You counter with your If-Then trial close question, “So, subject to our comfort level with taking this engagement, this sounds like the right way for you to proceed?”
Now you slowly reach out to the package in front of you and calmly lift it from the table. “Alright. I think this is close enough to our area of expertise to assure a high quality outcome, and different enough to keep us interested. We’ll do it.” You’ve made sure there was nothing else in the way of doing business together before you addressed this big objection.

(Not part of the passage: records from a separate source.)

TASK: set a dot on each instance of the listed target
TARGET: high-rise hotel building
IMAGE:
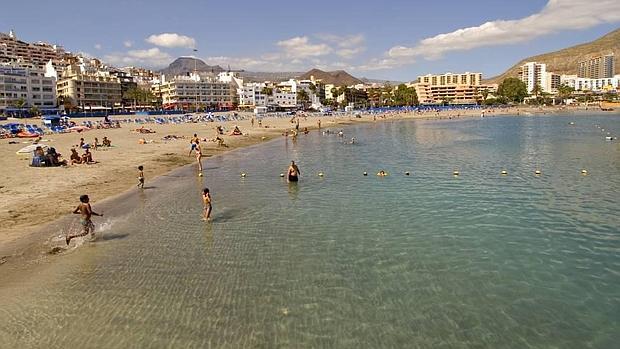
(600, 67)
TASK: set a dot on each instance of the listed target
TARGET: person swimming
(293, 172)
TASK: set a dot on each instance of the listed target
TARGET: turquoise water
(347, 261)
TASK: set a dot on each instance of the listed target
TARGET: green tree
(513, 89)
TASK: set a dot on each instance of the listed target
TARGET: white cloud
(300, 47)
(171, 40)
(151, 58)
(347, 46)
(556, 16)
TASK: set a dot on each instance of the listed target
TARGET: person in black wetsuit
(293, 172)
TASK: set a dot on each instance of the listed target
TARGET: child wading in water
(141, 177)
(87, 224)
(206, 200)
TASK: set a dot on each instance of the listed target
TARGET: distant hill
(565, 61)
(185, 65)
(338, 77)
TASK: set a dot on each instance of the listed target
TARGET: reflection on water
(347, 260)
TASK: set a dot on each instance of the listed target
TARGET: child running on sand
(87, 212)
(141, 177)
(206, 200)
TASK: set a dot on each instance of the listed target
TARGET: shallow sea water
(428, 260)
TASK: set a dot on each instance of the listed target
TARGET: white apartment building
(594, 85)
(467, 78)
(188, 92)
(28, 84)
(534, 74)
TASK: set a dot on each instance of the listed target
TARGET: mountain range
(566, 61)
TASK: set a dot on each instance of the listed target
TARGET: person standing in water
(141, 177)
(206, 200)
(193, 143)
(85, 220)
(198, 155)
(293, 172)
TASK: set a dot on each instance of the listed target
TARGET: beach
(33, 197)
(345, 260)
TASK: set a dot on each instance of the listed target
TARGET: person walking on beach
(293, 172)
(193, 143)
(206, 200)
(85, 220)
(141, 177)
(198, 155)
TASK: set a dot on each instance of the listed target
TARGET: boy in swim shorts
(85, 220)
(141, 177)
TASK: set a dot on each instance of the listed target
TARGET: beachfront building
(13, 50)
(446, 94)
(448, 88)
(25, 87)
(593, 85)
(535, 74)
(599, 67)
(92, 91)
(450, 79)
(195, 92)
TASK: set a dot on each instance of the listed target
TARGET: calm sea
(428, 260)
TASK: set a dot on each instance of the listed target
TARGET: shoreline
(26, 232)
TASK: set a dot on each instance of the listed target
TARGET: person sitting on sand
(106, 142)
(220, 142)
(87, 157)
(52, 158)
(236, 131)
(75, 157)
(87, 212)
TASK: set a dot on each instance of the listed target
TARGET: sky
(389, 39)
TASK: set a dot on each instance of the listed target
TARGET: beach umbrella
(78, 128)
(30, 148)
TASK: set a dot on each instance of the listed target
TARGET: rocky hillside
(565, 61)
(338, 77)
(185, 65)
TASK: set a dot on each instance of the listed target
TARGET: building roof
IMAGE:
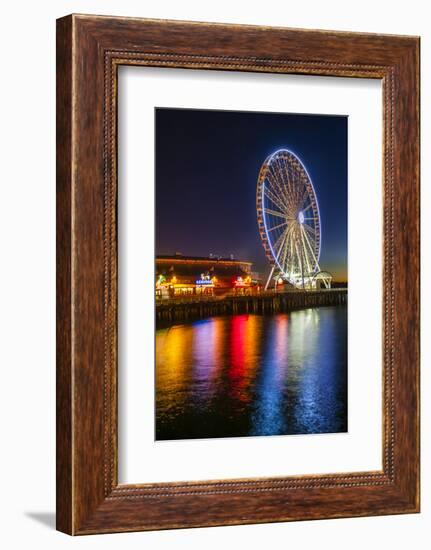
(192, 267)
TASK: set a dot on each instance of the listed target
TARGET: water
(253, 375)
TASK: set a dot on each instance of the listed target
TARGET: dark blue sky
(207, 164)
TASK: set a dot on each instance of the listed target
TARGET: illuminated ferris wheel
(289, 221)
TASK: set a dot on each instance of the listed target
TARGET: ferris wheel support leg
(270, 277)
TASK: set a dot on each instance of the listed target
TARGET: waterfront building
(179, 276)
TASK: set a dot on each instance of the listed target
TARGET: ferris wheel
(289, 221)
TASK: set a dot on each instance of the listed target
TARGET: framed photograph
(237, 274)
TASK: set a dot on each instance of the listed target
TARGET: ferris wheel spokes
(289, 220)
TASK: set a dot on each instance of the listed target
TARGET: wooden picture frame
(89, 52)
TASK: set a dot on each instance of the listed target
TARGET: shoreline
(183, 311)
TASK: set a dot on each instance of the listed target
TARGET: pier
(180, 310)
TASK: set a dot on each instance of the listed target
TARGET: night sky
(207, 165)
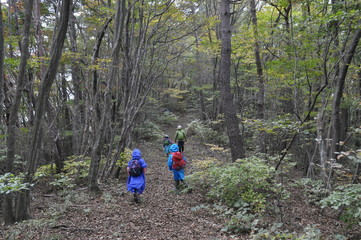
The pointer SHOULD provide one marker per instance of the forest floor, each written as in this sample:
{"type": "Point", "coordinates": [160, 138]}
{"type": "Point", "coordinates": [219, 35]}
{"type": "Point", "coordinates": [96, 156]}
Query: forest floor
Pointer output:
{"type": "Point", "coordinates": [162, 214]}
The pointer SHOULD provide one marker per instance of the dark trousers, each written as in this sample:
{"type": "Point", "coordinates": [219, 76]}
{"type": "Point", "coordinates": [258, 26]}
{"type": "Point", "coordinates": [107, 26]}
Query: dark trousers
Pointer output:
{"type": "Point", "coordinates": [181, 146]}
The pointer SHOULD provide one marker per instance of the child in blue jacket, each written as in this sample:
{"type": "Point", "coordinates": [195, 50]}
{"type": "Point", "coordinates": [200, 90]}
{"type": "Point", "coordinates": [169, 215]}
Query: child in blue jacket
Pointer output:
{"type": "Point", "coordinates": [136, 181]}
{"type": "Point", "coordinates": [166, 144]}
{"type": "Point", "coordinates": [178, 175]}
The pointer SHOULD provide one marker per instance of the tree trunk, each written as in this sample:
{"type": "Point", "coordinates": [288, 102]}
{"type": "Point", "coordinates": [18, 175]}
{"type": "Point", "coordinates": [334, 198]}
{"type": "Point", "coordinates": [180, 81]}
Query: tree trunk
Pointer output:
{"type": "Point", "coordinates": [235, 139]}
{"type": "Point", "coordinates": [78, 111]}
{"type": "Point", "coordinates": [2, 57]}
{"type": "Point", "coordinates": [337, 96]}
{"type": "Point", "coordinates": [13, 116]}
{"type": "Point", "coordinates": [261, 89]}
{"type": "Point", "coordinates": [47, 81]}
{"type": "Point", "coordinates": [105, 118]}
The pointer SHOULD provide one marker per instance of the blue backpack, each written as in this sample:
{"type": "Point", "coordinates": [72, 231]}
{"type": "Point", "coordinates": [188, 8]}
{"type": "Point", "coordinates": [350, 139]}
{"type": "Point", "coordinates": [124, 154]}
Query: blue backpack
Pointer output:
{"type": "Point", "coordinates": [134, 168]}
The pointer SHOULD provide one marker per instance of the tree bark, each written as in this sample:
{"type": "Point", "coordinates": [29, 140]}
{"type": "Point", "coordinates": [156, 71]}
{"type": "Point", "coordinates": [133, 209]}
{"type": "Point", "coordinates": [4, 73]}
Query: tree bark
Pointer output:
{"type": "Point", "coordinates": [13, 116]}
{"type": "Point", "coordinates": [261, 88]}
{"type": "Point", "coordinates": [337, 96]}
{"type": "Point", "coordinates": [233, 132]}
{"type": "Point", "coordinates": [105, 117]}
{"type": "Point", "coordinates": [47, 81]}
{"type": "Point", "coordinates": [2, 57]}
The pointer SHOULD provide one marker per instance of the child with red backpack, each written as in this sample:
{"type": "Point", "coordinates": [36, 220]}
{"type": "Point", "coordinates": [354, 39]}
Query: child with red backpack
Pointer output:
{"type": "Point", "coordinates": [176, 163]}
{"type": "Point", "coordinates": [136, 174]}
{"type": "Point", "coordinates": [166, 144]}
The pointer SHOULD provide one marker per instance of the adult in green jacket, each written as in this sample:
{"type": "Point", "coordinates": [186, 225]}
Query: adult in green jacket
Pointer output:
{"type": "Point", "coordinates": [180, 138]}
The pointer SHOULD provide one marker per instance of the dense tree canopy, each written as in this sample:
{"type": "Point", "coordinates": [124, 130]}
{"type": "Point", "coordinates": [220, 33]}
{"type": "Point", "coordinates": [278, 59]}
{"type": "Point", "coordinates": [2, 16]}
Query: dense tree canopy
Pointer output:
{"type": "Point", "coordinates": [84, 79]}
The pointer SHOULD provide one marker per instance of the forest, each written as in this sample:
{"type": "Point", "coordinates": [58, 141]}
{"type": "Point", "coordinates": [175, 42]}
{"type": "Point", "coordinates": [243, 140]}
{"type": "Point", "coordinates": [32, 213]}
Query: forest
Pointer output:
{"type": "Point", "coordinates": [267, 91]}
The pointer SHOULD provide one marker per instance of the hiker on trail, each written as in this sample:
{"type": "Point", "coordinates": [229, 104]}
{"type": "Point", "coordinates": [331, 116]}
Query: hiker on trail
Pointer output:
{"type": "Point", "coordinates": [176, 163]}
{"type": "Point", "coordinates": [136, 174]}
{"type": "Point", "coordinates": [180, 138]}
{"type": "Point", "coordinates": [166, 144]}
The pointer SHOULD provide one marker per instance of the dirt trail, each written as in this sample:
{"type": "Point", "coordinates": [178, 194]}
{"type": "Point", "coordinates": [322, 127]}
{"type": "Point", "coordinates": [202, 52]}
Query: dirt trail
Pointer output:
{"type": "Point", "coordinates": [162, 214]}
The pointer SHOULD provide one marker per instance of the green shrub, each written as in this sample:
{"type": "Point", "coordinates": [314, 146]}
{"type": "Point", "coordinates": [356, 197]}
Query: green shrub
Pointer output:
{"type": "Point", "coordinates": [148, 131]}
{"type": "Point", "coordinates": [167, 118]}
{"type": "Point", "coordinates": [206, 133]}
{"type": "Point", "coordinates": [75, 171]}
{"type": "Point", "coordinates": [10, 183]}
{"type": "Point", "coordinates": [346, 198]}
{"type": "Point", "coordinates": [245, 181]}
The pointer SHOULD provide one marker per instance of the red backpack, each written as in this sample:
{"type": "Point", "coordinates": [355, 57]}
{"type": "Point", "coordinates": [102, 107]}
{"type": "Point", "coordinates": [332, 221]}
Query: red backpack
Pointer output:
{"type": "Point", "coordinates": [178, 161]}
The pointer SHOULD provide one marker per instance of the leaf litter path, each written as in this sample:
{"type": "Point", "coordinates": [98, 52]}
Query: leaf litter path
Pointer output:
{"type": "Point", "coordinates": [162, 214]}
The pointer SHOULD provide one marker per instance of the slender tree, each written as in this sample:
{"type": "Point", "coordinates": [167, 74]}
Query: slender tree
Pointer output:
{"type": "Point", "coordinates": [13, 116]}
{"type": "Point", "coordinates": [339, 88]}
{"type": "Point", "coordinates": [260, 76]}
{"type": "Point", "coordinates": [231, 120]}
{"type": "Point", "coordinates": [47, 82]}
{"type": "Point", "coordinates": [2, 56]}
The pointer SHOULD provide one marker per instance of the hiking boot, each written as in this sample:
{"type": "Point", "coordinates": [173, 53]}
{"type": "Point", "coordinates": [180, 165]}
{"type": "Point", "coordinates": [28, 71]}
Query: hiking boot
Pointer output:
{"type": "Point", "coordinates": [136, 197]}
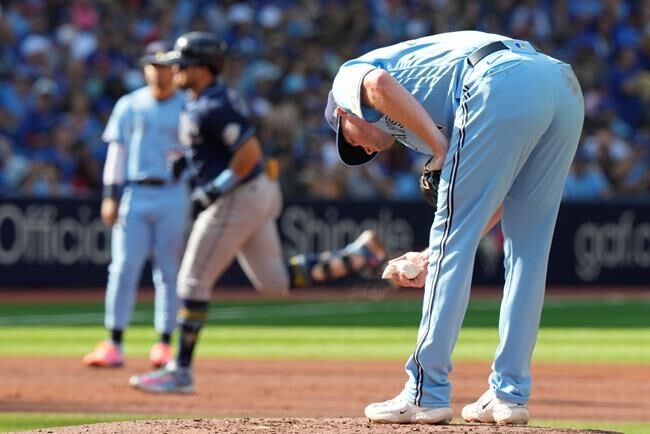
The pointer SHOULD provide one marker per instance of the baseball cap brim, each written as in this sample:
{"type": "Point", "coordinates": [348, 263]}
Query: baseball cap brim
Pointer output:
{"type": "Point", "coordinates": [155, 59]}
{"type": "Point", "coordinates": [350, 155]}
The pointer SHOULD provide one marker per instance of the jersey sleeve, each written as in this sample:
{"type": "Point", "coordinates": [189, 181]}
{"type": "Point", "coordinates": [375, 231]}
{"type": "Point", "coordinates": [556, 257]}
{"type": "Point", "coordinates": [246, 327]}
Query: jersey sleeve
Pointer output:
{"type": "Point", "coordinates": [116, 127]}
{"type": "Point", "coordinates": [229, 123]}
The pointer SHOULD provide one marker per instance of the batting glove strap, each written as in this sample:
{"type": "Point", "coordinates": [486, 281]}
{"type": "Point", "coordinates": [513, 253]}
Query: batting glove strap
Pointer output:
{"type": "Point", "coordinates": [429, 183]}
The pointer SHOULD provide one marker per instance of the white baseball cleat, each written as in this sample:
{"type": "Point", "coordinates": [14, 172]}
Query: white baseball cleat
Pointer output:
{"type": "Point", "coordinates": [490, 409]}
{"type": "Point", "coordinates": [398, 410]}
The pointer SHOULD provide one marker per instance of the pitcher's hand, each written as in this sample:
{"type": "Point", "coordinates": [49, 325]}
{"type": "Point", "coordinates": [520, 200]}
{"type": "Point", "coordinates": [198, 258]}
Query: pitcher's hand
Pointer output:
{"type": "Point", "coordinates": [110, 207]}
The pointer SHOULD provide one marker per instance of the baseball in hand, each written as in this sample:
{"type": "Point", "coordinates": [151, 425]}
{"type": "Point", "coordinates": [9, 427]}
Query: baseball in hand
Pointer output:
{"type": "Point", "coordinates": [408, 269]}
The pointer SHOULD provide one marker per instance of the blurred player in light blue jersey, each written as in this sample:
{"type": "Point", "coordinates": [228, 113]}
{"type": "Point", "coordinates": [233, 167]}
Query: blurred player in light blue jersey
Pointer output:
{"type": "Point", "coordinates": [502, 122]}
{"type": "Point", "coordinates": [147, 208]}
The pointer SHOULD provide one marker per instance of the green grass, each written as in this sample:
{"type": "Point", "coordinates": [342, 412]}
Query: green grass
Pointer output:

Too often these big obstacles of fit, price or scope are overcome only to find that others remain.
It is in the manner described above that new types of engagements are secured and your skill set is expanded.
To summarize the three main points of this article: First, expanded skills do not necessitate an expanded positioning (but they often do point the way to unmet market demands worth investigating.) Second, when presented with opportunities outside your space it is incumbent upon you to acknowledge the gap between supply and demand and ask the prospect to bridge that gap. Third, ensure that no other objections or obstacles remain before agreeing that your expertise will translate to this new engagement.